Pt’it rawett’ : « HISTOIRE DE JULIETTE »
Un jour, la marraine de Juliette un petit bout de 4 ou 5 ans, lui a acheté une robe verte pour le dimanche. La petite était tellement ravie qu’elle ne voulait plus quitter sa robe verte, pas même pour aller au lit.
Mais ce n’est pas tout. Un autre jour, sa marraine lui a tricoté une robe en laine du pays, jaune et blanche pour la semaine. Juliette était tellement joyeuse qu’elle a voulu mettre les deux robes à la fois! Et pas moyen de lui ôter cette idée de la tête.
Au fond, nous le savons bien. Le vêtement, c’est beaucoup plus qu’une manière de lutter contre le froid. Lorsqu’après un travail ou avant de sortir nous disons : « Je vais me changer » n’est-ce pas une volonté de fête qui s’affirme, un « ailleurs », une façon de se transformer et de prendre distance au cœur du quotidien?
Ce n’est pas un hasard si Jésus va « se changer » lui aussi pour se montrer à ses disciples dans des « effets » d’une blancheur éclatante.
Ils sentent bien que c’est dimanche, que Jésus n’est pas habillé comme en semaine, mais ils n’ont pas compris que leur maître « ne recevrait définitivement le vêtement blanc qu’après être passé par la mort » (José Lhoir).
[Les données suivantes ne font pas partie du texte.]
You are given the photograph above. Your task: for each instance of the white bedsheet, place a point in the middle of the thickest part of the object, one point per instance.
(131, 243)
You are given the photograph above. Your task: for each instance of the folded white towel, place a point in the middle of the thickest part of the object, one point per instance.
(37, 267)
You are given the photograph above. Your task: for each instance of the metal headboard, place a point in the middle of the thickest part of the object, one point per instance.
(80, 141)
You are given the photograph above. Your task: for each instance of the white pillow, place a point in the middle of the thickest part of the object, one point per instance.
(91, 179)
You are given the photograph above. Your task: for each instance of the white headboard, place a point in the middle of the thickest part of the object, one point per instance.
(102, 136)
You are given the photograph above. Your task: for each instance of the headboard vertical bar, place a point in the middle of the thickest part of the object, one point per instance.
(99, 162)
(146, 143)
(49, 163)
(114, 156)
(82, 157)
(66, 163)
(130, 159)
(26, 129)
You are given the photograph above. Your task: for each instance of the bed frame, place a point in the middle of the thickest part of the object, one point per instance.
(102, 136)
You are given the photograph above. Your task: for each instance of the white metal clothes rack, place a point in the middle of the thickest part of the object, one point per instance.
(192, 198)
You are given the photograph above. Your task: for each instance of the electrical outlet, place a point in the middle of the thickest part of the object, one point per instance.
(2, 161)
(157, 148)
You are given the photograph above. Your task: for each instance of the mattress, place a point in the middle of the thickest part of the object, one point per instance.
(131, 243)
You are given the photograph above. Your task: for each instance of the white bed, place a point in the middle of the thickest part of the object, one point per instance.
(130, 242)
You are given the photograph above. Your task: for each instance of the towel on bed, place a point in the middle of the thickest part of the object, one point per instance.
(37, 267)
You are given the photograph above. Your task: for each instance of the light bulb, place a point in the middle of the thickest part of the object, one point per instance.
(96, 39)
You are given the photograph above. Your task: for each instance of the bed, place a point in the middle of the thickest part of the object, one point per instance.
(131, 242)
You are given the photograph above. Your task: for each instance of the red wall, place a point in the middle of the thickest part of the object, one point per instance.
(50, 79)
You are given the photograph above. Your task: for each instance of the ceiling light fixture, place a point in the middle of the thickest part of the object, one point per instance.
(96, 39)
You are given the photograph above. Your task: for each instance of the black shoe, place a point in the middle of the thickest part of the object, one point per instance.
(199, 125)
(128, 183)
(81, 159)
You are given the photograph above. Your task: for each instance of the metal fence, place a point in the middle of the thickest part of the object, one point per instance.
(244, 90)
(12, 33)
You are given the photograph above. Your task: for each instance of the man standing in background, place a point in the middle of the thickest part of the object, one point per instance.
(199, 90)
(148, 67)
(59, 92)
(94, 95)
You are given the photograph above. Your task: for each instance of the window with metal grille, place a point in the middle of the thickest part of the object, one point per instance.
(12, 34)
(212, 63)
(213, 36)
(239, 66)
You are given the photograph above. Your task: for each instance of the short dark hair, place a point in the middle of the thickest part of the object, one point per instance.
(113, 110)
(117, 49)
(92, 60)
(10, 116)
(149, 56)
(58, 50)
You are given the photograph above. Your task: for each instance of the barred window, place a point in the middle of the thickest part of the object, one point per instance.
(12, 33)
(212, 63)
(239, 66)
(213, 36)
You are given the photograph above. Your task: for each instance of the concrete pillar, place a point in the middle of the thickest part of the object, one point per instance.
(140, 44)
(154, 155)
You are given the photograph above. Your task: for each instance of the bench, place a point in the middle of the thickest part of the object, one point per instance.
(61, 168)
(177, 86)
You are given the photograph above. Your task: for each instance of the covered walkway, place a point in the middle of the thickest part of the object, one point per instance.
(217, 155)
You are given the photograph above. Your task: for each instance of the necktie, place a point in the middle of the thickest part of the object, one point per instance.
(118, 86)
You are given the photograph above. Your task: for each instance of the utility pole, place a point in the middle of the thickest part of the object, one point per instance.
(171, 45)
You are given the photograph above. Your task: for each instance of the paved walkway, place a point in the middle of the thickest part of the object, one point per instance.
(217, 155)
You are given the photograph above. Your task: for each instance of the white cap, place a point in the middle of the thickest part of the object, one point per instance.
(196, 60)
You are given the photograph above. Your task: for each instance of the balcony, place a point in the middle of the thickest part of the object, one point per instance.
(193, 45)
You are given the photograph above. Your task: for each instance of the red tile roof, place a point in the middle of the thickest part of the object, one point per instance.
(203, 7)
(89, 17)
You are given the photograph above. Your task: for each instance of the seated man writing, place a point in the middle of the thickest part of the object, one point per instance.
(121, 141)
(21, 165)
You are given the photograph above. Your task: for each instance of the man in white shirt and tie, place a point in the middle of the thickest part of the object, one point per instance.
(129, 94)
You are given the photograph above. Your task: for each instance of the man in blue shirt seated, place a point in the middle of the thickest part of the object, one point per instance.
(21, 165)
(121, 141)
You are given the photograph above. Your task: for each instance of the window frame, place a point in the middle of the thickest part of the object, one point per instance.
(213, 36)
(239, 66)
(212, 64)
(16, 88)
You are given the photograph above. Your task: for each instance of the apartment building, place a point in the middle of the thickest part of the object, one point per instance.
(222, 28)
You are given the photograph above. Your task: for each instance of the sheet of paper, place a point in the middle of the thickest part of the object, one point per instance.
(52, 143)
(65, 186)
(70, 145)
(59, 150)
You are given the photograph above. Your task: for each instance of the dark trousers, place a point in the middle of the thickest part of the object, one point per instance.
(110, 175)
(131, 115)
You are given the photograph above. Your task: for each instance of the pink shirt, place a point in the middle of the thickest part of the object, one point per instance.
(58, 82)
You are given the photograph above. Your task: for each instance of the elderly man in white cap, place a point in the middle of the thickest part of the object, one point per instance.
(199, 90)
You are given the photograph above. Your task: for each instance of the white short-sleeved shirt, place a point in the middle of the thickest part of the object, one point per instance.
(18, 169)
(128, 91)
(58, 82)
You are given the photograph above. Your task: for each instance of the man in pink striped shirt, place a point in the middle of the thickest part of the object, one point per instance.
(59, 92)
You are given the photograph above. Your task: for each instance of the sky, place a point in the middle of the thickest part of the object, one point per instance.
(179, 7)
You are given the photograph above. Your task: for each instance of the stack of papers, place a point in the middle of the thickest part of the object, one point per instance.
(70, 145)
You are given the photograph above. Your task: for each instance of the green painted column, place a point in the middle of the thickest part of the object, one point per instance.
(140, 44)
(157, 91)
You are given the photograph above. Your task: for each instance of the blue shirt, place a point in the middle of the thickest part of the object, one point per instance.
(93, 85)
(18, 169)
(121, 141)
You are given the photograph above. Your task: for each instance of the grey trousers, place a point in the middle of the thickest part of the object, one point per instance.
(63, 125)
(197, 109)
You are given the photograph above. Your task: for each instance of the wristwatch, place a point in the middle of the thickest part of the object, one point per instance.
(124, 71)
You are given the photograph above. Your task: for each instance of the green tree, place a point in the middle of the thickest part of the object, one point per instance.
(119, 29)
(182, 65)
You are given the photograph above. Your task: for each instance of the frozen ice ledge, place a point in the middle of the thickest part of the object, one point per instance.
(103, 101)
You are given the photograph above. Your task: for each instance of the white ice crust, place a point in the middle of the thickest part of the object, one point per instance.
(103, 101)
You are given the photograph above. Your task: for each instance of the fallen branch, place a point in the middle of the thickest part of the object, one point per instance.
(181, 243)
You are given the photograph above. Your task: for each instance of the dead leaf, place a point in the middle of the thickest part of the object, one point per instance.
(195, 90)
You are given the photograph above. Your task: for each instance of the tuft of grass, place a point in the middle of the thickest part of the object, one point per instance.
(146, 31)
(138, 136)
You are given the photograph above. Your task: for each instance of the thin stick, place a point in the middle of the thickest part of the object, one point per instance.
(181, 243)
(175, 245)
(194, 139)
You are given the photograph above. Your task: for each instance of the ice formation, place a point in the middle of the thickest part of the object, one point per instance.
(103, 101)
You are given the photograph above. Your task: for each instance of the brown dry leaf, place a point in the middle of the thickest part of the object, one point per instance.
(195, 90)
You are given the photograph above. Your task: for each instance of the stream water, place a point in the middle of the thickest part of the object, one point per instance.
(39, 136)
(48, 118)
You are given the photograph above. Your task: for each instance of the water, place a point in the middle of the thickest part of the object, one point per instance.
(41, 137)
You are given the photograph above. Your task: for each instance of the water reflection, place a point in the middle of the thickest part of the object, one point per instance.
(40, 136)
Ils n’ont pas compris qu’après le manteau de lumière, il devrait porter « la robe de dérision », que de la montagne du Thabor, on voyait déjà le mont des Oliviers.
L’originalité du christianisme, ce n’est pas qu’il y a un vêtement pour la montagne et un vêtement pour la plaine, un habit du dimanche, à la messe, et un habit de la semaine.
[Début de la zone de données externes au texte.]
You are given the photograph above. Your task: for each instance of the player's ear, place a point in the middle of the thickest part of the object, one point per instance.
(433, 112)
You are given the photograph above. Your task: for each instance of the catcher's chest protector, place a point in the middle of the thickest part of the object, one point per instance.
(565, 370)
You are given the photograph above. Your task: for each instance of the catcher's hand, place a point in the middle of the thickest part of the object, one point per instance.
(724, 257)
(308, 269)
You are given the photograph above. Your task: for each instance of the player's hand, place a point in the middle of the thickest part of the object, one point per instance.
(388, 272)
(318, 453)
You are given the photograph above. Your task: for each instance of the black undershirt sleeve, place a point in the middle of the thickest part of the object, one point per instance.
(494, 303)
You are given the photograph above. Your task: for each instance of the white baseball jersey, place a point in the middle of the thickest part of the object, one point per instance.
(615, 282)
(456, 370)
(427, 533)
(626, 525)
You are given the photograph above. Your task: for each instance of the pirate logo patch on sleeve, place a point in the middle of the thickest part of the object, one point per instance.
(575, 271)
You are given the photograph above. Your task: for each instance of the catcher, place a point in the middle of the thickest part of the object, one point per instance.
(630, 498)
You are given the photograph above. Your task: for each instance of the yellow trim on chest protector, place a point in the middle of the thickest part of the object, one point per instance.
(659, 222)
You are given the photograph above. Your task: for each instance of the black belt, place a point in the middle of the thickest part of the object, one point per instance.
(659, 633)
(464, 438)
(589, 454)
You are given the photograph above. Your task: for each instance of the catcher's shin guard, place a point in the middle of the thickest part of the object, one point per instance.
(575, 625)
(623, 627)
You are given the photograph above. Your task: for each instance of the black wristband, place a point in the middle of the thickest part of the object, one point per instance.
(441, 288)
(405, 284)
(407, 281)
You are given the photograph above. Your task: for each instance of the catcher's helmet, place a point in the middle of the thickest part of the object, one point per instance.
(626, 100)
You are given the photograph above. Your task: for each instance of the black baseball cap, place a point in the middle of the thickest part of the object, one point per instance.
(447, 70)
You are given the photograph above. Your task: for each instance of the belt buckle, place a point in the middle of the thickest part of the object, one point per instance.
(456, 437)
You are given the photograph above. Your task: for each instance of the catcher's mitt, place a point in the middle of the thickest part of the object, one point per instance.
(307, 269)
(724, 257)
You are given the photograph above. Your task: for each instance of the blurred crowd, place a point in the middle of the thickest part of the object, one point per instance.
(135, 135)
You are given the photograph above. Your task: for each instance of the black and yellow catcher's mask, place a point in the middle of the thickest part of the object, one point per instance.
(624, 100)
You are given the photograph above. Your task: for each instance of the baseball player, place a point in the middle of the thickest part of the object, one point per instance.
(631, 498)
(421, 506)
L’originalité du christianisme, c’est, comme Juliette, de mettre les deux robes à la fois! Ce n’est pas impossible explique Gérard Bessière :La marraine a tricoté large: à travers les mailles de la robe de laine, on peut apercevoir la robe verte.
Il faudrait peut-être que dans la plaine de nos vies ordinaires, le Jésus de la Transfiguration illumine nos gestes quotidiens; qu’à travers les mailles de la robe de laine que nous portons au bureau, à l’usine, à l’école, à la maison, on puisse apercevoir quelque chose de la robe verte de l’Evangile.
Gabriel RINGLET, Extrait de Il était une foi (tôme 1) CRJC Liège)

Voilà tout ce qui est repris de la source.